Madeira 2010, day 1, a walk in Prazeres

April 10. The first day of this Madeira trip was slightly hazy, but the temperature was nice for a walk around Prazeres, where our favourite hotel is situated. Levada Nova runs through the village and we had time for a few kilometres walk along it. Please bear with the abundance of flower photos, they are unavoidable when visiting a flower island such as Madeira. In posts to come there will be other motifs, stunning views and whatnot.

As matter of curiosity, Prazeres means “pleasures” in English. A search on Google gives you a really varying collection of hits.

A boy needs his stuff…

Levada Nova near Prazeres is not the most spectacular of levadas, but it’s still worth a walk. Wherever you are on Madeira there is something beautiful to watch. Here you can see the levada as a line along the slope, this foggy afternoon. Can you spot Gunilla walking along it?

Prazeres is rather high up and today clouds were low. View from Levada Nova.

Someone has planted these flowers along the levada. I have know idea what they are called. They are certainly not in my nordic flora. You can see the levada to the right.

These mysterious objects where at the bottom of the levada. First we thought they were some sort of shells, but they turned out to be the fruits of eucalyptus trees that grow further away.
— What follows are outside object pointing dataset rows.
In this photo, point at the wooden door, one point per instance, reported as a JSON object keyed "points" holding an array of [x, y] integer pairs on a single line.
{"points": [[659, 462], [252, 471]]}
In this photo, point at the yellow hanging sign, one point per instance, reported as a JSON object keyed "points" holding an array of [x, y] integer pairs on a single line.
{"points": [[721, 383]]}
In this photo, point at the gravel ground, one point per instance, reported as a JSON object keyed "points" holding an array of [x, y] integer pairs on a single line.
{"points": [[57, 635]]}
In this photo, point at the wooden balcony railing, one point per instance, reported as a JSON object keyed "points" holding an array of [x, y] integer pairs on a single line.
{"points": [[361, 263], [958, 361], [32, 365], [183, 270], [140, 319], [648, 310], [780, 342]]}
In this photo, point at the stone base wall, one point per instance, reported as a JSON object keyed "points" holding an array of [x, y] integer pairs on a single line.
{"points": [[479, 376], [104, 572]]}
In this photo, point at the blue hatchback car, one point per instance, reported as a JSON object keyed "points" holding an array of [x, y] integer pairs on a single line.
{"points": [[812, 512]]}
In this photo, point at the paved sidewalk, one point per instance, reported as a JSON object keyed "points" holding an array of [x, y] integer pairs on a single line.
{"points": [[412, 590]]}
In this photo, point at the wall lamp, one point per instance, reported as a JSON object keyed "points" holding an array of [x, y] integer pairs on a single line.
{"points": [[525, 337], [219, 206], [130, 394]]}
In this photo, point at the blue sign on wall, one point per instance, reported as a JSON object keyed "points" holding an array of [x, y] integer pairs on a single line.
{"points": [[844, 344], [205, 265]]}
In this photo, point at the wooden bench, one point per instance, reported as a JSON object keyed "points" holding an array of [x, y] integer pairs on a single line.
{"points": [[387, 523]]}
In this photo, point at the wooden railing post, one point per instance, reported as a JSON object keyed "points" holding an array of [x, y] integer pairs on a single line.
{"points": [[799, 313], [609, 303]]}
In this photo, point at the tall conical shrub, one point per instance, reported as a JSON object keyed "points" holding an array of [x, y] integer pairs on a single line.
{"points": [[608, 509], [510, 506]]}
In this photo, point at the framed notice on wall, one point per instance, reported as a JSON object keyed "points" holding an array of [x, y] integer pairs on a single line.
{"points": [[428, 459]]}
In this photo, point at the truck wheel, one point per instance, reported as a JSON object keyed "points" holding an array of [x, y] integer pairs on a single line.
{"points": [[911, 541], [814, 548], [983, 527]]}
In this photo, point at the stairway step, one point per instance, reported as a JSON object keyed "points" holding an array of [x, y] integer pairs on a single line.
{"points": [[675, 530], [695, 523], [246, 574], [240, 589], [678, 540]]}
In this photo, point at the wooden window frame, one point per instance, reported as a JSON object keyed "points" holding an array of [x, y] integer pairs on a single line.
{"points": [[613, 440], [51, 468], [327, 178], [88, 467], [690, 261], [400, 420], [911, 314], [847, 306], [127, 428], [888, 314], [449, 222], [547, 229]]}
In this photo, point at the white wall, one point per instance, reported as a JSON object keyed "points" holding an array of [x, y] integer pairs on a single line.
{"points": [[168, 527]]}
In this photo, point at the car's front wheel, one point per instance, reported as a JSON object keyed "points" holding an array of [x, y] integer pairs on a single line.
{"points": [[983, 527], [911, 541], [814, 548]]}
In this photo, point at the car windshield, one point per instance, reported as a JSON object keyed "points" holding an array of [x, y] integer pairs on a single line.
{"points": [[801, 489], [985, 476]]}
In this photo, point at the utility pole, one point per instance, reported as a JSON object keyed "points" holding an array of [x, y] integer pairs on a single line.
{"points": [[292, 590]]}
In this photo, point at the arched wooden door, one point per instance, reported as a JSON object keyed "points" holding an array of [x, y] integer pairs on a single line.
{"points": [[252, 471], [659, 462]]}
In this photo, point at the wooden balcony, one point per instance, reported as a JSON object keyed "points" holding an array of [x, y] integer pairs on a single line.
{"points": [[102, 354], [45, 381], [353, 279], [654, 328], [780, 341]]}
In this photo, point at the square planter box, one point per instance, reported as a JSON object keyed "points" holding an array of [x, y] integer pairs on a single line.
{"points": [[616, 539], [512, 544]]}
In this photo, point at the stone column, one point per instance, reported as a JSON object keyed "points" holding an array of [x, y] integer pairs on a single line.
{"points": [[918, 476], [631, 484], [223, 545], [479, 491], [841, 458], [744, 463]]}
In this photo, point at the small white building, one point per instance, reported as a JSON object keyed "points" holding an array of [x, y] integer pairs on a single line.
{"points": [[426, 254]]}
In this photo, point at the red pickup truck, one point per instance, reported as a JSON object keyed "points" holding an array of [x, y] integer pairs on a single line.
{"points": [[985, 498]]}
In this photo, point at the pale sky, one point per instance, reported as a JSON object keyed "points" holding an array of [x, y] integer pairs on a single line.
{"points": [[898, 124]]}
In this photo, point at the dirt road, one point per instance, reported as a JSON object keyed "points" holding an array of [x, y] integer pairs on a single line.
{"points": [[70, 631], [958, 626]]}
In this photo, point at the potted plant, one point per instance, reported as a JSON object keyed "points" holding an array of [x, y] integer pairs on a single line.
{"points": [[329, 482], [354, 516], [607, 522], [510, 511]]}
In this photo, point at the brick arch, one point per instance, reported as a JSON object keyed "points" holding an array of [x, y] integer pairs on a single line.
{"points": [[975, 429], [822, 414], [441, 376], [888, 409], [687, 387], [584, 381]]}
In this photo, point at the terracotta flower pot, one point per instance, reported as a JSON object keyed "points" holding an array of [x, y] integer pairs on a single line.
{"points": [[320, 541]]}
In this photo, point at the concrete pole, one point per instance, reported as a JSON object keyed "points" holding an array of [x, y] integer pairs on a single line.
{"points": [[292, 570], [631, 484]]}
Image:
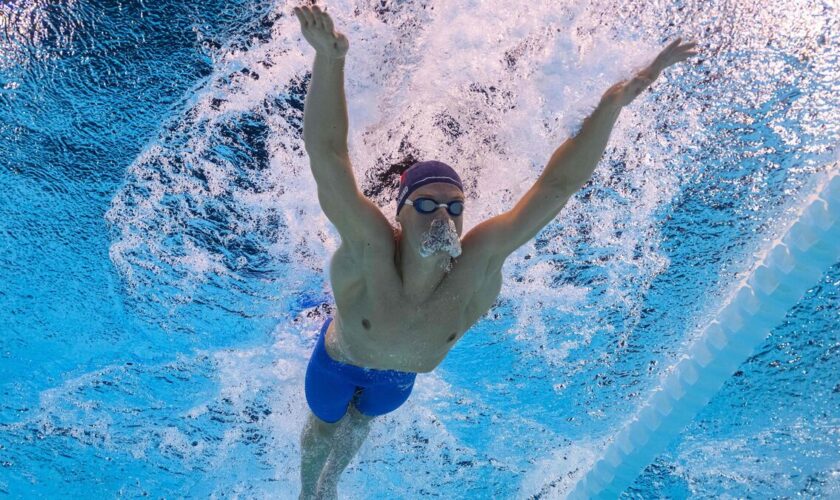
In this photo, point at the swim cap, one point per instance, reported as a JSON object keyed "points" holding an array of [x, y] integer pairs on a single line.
{"points": [[422, 173]]}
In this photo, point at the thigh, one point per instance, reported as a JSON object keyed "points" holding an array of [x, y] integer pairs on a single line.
{"points": [[380, 399], [327, 392]]}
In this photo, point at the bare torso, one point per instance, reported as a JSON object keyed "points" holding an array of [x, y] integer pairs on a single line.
{"points": [[376, 327]]}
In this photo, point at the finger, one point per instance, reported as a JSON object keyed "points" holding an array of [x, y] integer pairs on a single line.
{"points": [[299, 14], [317, 16], [328, 24], [310, 19]]}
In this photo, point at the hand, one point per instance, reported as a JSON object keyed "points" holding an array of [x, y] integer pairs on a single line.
{"points": [[317, 28], [623, 93]]}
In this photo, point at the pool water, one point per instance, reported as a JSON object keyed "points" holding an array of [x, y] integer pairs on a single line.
{"points": [[163, 257]]}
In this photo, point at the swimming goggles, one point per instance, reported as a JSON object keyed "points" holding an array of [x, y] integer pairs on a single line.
{"points": [[428, 205]]}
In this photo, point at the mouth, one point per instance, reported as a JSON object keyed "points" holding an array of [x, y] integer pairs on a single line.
{"points": [[442, 236]]}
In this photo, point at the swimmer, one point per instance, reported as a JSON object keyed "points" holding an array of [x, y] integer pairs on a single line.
{"points": [[404, 296]]}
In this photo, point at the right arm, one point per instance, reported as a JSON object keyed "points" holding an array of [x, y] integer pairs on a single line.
{"points": [[359, 222]]}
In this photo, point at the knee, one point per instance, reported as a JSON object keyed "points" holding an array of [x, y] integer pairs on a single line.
{"points": [[322, 427], [358, 417]]}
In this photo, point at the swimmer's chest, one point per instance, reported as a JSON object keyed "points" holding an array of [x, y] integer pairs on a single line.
{"points": [[376, 323]]}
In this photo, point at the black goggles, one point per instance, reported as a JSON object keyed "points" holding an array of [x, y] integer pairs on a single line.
{"points": [[428, 205]]}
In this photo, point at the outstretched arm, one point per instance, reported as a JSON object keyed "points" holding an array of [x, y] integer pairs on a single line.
{"points": [[569, 168], [325, 120], [574, 161]]}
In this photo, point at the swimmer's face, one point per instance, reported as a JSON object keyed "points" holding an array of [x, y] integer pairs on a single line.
{"points": [[437, 232]]}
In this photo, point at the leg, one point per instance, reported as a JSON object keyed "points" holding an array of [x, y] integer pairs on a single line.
{"points": [[348, 439], [329, 390], [315, 444], [372, 400]]}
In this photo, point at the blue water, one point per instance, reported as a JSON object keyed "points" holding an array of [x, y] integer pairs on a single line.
{"points": [[163, 257]]}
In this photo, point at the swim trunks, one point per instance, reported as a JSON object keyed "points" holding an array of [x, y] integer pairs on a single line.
{"points": [[331, 385]]}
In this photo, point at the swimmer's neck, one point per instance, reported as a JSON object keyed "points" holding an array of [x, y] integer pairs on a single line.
{"points": [[421, 276]]}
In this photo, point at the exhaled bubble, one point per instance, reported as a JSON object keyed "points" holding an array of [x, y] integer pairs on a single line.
{"points": [[441, 236]]}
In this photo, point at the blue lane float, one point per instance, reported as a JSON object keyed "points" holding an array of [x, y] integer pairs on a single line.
{"points": [[787, 270]]}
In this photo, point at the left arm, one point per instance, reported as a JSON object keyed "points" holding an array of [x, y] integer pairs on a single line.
{"points": [[569, 168]]}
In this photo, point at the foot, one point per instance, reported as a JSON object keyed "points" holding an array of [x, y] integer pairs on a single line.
{"points": [[328, 490]]}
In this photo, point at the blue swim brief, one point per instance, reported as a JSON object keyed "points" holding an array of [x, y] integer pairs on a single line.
{"points": [[332, 385]]}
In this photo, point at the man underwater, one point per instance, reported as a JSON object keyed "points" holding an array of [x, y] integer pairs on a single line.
{"points": [[404, 298]]}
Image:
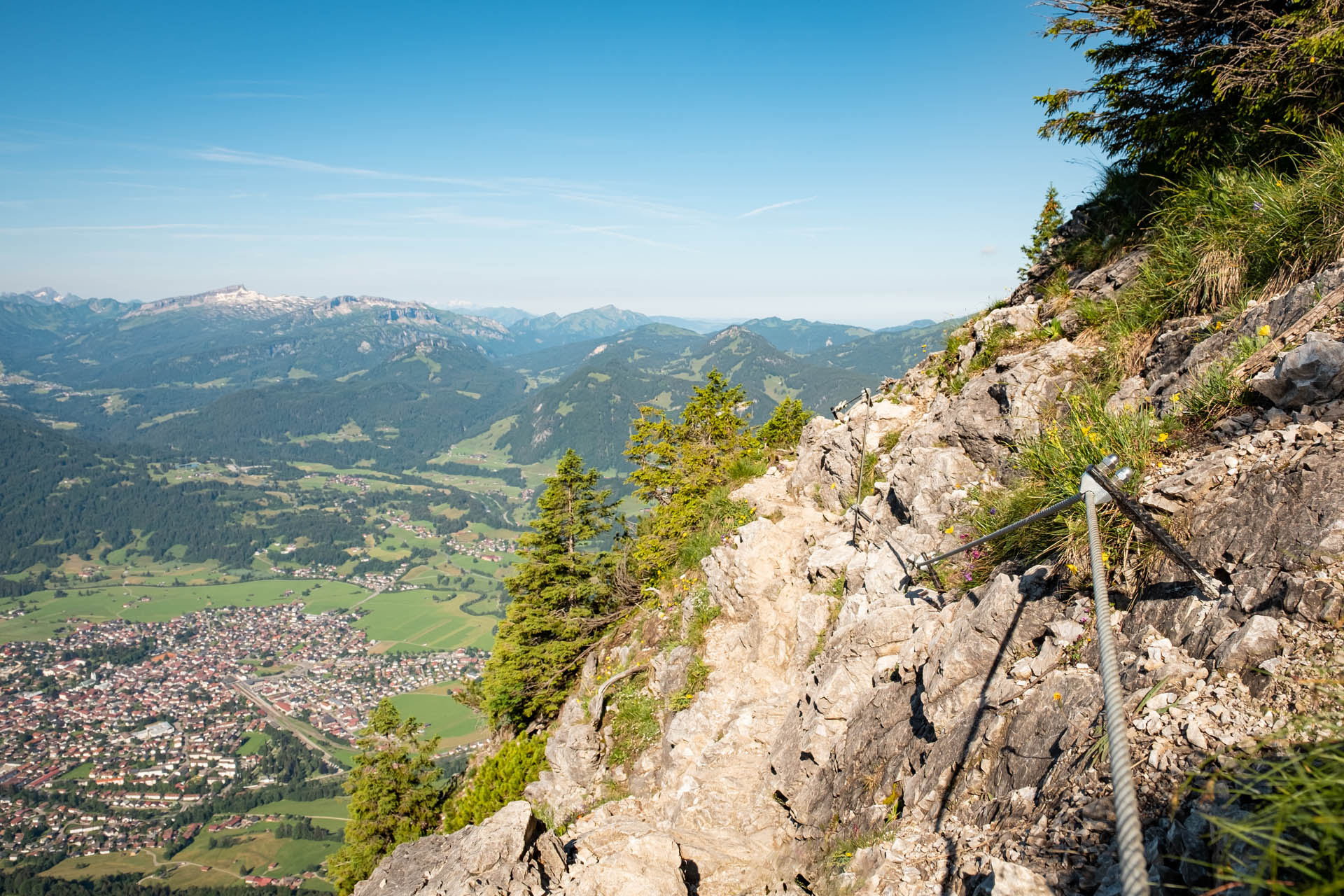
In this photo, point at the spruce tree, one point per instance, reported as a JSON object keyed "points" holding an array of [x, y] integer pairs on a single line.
{"points": [[394, 796], [558, 589], [685, 466], [1051, 216], [784, 429]]}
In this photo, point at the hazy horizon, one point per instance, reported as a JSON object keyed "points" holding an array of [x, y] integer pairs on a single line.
{"points": [[848, 163]]}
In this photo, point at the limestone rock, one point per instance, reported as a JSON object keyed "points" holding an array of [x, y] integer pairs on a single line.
{"points": [[1179, 359], [1256, 641], [925, 481], [625, 859], [1008, 879], [1006, 405], [1310, 374], [1107, 281], [1128, 397], [510, 853]]}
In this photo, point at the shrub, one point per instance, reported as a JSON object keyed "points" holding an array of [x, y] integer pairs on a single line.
{"points": [[1282, 827], [1226, 235], [1218, 393], [635, 723], [1050, 468]]}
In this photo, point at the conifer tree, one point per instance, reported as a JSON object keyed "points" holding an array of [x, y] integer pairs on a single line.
{"points": [[784, 429], [690, 457], [394, 796], [680, 464], [1051, 216], [558, 589]]}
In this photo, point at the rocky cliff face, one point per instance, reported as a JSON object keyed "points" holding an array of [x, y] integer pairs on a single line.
{"points": [[866, 732]]}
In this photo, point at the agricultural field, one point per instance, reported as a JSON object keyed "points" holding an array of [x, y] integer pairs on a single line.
{"points": [[253, 743], [334, 809], [441, 715], [414, 621]]}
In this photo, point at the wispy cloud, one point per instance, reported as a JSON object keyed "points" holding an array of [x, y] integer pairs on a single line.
{"points": [[517, 186], [244, 158], [773, 206]]}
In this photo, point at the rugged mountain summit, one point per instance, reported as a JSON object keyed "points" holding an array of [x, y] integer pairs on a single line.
{"points": [[860, 729]]}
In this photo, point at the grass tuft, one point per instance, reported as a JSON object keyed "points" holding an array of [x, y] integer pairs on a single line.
{"points": [[635, 724], [1049, 469]]}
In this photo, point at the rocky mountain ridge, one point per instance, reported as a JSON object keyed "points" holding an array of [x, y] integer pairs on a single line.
{"points": [[863, 732]]}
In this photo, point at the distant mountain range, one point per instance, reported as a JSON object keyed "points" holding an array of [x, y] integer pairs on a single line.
{"points": [[360, 379]]}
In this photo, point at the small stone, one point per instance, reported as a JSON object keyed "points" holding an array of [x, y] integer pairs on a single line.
{"points": [[1195, 736]]}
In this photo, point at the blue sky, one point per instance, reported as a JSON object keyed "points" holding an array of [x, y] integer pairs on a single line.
{"points": [[860, 162]]}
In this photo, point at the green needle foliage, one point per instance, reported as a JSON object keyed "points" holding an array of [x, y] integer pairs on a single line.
{"points": [[562, 597], [683, 468], [499, 780], [1186, 85], [1051, 216], [394, 796], [784, 429]]}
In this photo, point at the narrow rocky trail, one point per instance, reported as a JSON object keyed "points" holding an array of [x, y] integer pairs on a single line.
{"points": [[866, 734]]}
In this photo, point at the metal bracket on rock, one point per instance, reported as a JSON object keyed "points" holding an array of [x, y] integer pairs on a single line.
{"points": [[1211, 587], [1098, 482]]}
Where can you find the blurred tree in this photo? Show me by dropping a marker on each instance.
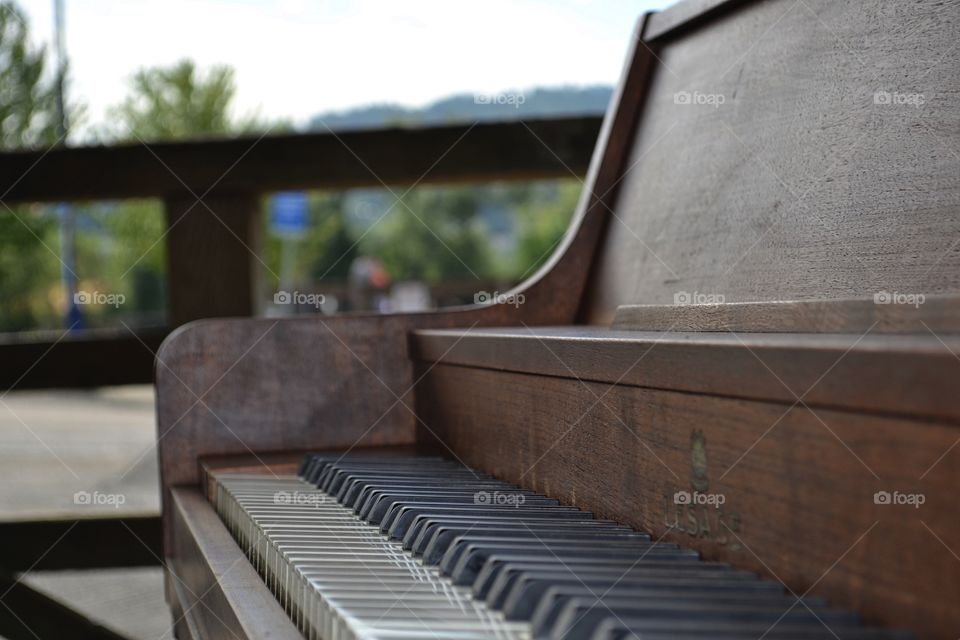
(27, 107)
(179, 101)
(543, 221)
(123, 249)
(433, 235)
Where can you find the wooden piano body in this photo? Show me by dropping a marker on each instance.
(787, 161)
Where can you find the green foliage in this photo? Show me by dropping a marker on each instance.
(543, 223)
(29, 273)
(27, 107)
(120, 250)
(327, 248)
(167, 103)
(433, 234)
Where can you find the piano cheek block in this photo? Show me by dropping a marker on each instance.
(650, 374)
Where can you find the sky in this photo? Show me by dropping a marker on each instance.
(296, 58)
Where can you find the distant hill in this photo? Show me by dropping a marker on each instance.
(508, 105)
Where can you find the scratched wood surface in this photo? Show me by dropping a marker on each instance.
(259, 385)
(798, 484)
(765, 169)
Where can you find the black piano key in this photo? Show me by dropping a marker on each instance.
(480, 548)
(362, 500)
(546, 563)
(398, 505)
(396, 522)
(426, 531)
(519, 598)
(577, 618)
(628, 628)
(470, 565)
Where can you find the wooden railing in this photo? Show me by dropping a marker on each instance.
(211, 192)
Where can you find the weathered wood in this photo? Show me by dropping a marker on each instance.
(787, 189)
(798, 485)
(262, 385)
(88, 543)
(213, 250)
(925, 316)
(820, 175)
(684, 15)
(218, 592)
(451, 153)
(27, 614)
(911, 375)
(84, 359)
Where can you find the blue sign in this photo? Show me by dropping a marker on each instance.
(288, 213)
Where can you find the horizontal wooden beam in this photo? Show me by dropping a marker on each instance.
(89, 543)
(89, 359)
(476, 152)
(892, 374)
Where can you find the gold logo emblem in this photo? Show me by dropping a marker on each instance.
(698, 458)
(697, 512)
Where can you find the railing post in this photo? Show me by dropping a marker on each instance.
(212, 249)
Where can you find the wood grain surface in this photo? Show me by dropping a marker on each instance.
(793, 151)
(798, 484)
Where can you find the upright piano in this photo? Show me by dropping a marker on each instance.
(727, 407)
Eucalyptus trees are a rather common sight on Madeira. There is a great concern for the environment on Madeira nowadays, but there are large deforested areas from earlier days. To bind the earth in these areas, eucalyptus trees were planted. Unfortunately, these trees need a lot of water and they don’t leave much nutrition left for anything else where they grow. Another problem is that they burn very easily. On both our previous journeys to Madeira we have seen forest fires raging up in the mountains. The eucalyptus trees are slowly being replaced with other vegetation, and deforested areas are being reforested. On our first trip here we participated in a planting day on the barren mountain plateau Paúl da Serra, arranged by our hotel. Both guests and hotel personnel participated, wielding pickaxes to make holes in the stony ground for fresh plants of all kinds (but no eucalyptus), and later to go to an old farmhouse to eat espetadas grilled over open fire. (Espetadas are pieces of meat on laurel sticks, which gives them a superb taste.) On the picture is an area with eucalyptus trees along Levada Nova.

Dried eucalyptus twig with those odd fruits.

There is a lot to see inside Prazeres as well. Here is a bush that is popular in parks: The bottle brush flower.

Here it is bristling up.

Red door in the wall.

Somewhere in this mass of ivy and other creeper plants an oak tree is hiding…

Nice flowers. Does anyone know what they are?

Garden plants make it very well in the wild on Madeira. Here is a pumpkin growing along the road.

Near the end of our Prazeres walk we found an abandoned garden with an abandoned house, both of which were completely covered with ivy. The ivy was everwhere and the dusk inside the garden gave us a hint of what the hundred year old garden of the Sleeping Beauty could have looked like – provided the beauty herself had come from a somewhat lower social strata. I’m going to get me some cool pictures, I said, and set up the tripod to start shooting. That’s when Gunilla discovered that the garden was a hugely popular refuge for people in certain dire need. Once this fact was disclosed, the tripod was hastily folded together and we set off for the hotel to perform sandal maintenance.